Mais cette tradition n’empêche rien. Les bottereaux se préparent toute l’année, dès qu’on a envie de faire plaisir ou de partager un moment gourmand. Un dimanche pluvieux, un après-midi en famille, une envie de douceur : la friture réchauffe la maison, le sucre parfume l’air, et les beignets disparaissent avant même d’avoir refroidi. Ils accompagnent aussi bien un café en fin de repas qu’un chocolat chaud au goûter.

Certaines familles ont pris l’habitude d’en faire pour les anniversaires, d’autres les réservent aux réunions familiales. L’essentiel tient à ce geste simple de faire soi-même, à la transmission d’une recette qu’on adapte, qu’on affine, qu’on transmet à son tour. Les bottereaux n’ont pas besoin de date précise pour exister : ils ont besoin de mains pour les façonner et de bouches pour les déguster.

Quelle est l’origine des bottereaux ?

Les bottereaux s’inscrivent dans une longue lignée de beignets qui jalonnent le calendrier français. Chaque région possède sa version, chaque nom raconte une histoire. En Anjou, on parle parfois de foutimassons. En Bourgogne, ce sont les merveilles. Lyon a ses bugnes, le Languedoc ses oreillettes, le Jura ses roussettes, la Provence ses ganses oursieres. Même pâte, même principe, même plaisir, mais des noms qui varient au fil des territoires et des accents.

Cette diversité témoigne d’une tradition ancienne, liée aux cycles religieux et agricoles. Avant le Carême, il fallait épuiser les réserves de beurre, d’œufs et de sucre pour ne pas les gaspiller pendant les semaines de jeûne. On cuisinait donc en abondance, on partageait, on faisait la fête. Les beignets de Carnaval incarnaient cette générosité, cette rupture avec l’ordinaire, ce moment où la maison sentait bon la friture et où les enfants guettaient la première fournée.

Dans la région nantaise, le nom bottereau viendrait du mot « botter », qui signifie « faire une boule » ou « gonfler ». La pâte gonfle effectivement dans l’huile chaude, formant ces petits coussins dorés caractéristiques.
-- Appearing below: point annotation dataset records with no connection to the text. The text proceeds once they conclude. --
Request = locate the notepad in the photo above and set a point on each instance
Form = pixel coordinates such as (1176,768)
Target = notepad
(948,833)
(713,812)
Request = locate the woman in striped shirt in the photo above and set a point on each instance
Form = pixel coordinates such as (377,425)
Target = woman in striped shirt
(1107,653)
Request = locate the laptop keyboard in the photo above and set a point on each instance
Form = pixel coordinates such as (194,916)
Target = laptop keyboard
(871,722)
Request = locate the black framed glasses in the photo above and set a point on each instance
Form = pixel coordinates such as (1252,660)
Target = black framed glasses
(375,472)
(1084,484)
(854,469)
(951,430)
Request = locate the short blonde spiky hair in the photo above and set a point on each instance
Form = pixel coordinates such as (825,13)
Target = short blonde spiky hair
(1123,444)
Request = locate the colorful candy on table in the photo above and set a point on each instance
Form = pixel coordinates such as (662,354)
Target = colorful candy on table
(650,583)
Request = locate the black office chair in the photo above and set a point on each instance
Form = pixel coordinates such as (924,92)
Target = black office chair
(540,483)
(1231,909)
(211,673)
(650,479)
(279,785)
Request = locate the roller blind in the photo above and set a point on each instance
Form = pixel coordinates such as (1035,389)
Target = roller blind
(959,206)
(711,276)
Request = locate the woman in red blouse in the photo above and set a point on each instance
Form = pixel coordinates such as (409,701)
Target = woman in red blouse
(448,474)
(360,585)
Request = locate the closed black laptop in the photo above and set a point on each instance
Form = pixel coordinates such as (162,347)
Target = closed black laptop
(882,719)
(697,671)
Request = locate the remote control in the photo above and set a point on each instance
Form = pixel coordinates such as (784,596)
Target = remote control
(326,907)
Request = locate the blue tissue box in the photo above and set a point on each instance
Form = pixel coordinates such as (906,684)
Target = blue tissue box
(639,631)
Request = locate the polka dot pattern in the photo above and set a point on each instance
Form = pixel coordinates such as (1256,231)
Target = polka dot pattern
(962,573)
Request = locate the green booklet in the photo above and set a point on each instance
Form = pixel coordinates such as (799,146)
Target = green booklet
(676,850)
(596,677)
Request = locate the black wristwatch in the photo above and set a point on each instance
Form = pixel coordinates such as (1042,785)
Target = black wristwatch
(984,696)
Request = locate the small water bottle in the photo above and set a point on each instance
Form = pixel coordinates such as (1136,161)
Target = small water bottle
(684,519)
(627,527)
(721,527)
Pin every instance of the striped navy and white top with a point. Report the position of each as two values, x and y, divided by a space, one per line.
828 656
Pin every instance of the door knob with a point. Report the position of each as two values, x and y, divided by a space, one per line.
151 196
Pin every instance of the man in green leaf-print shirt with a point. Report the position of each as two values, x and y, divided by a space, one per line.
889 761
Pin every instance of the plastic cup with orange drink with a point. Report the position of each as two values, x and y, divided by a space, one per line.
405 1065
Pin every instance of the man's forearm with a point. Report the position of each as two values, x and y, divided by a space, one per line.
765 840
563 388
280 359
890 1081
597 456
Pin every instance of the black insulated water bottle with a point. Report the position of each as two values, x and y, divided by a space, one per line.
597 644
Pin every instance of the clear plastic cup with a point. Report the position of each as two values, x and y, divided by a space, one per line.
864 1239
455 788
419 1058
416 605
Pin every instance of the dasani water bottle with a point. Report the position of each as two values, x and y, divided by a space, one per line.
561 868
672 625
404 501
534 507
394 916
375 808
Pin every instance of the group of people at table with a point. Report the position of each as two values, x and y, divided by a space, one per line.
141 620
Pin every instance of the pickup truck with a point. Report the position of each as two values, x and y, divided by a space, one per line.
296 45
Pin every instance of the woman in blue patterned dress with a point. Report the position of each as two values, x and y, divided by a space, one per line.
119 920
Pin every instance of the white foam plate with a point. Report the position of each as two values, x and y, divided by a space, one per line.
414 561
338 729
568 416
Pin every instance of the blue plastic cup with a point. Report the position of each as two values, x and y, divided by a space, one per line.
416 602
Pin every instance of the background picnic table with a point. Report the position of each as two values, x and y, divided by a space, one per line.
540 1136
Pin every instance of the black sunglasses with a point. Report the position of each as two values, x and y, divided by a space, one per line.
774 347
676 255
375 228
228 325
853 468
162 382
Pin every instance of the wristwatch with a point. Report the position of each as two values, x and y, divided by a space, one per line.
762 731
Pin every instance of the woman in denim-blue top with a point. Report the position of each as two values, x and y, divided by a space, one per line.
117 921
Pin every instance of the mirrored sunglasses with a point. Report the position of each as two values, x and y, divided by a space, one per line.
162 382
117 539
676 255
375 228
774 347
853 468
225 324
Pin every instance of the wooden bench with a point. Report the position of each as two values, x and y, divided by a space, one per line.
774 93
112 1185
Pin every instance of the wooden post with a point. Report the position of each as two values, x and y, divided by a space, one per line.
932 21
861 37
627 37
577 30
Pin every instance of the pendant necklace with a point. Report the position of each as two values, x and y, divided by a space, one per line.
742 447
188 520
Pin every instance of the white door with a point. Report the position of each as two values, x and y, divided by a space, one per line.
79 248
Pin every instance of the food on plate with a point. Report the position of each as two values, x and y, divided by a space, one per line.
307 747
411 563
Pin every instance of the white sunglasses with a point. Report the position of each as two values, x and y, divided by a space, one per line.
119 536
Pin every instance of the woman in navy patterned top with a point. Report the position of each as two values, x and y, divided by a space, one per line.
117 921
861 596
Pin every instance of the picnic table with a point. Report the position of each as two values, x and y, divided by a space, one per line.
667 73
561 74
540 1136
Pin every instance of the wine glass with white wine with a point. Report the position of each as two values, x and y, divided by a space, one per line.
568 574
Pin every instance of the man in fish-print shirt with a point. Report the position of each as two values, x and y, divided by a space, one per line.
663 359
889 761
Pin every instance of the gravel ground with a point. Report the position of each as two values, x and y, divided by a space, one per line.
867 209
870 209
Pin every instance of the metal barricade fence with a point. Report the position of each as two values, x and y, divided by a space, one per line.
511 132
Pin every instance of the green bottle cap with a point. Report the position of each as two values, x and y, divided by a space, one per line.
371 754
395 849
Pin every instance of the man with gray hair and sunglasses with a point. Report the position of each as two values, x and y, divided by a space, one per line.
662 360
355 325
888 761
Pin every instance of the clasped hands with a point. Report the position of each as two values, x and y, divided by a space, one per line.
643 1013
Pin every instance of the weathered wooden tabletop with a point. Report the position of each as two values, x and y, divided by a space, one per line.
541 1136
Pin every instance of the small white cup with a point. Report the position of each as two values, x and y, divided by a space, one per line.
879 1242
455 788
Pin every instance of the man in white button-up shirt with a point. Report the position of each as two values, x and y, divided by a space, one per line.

D’autres explications évoquent une déformation de « beurre » ou une référence aux tourtisseaux et fredennes, termes qu’on retrouve dans les campagnes de l’Ouest.

Quelle que soit l’étymologie, les bottereaux restent l’un des marqueurs de l’identité culinaire nantaise et angevine. Ils témoignent d’un savoir-faire domestique, d’une cuisine de maison qui se transmet oralement, en regardant faire, en mettant les mains dans la farine. Chaque famille ajuste la recette : plus ou moins de sucre, un soupçon de rhum, une touche de fleur d’oranger, des zestes d’agrumes. Ces variations font la richesse de la tradition : elle vit parce qu’elle s’adapte, parce qu’elle accepte le geste de chacun.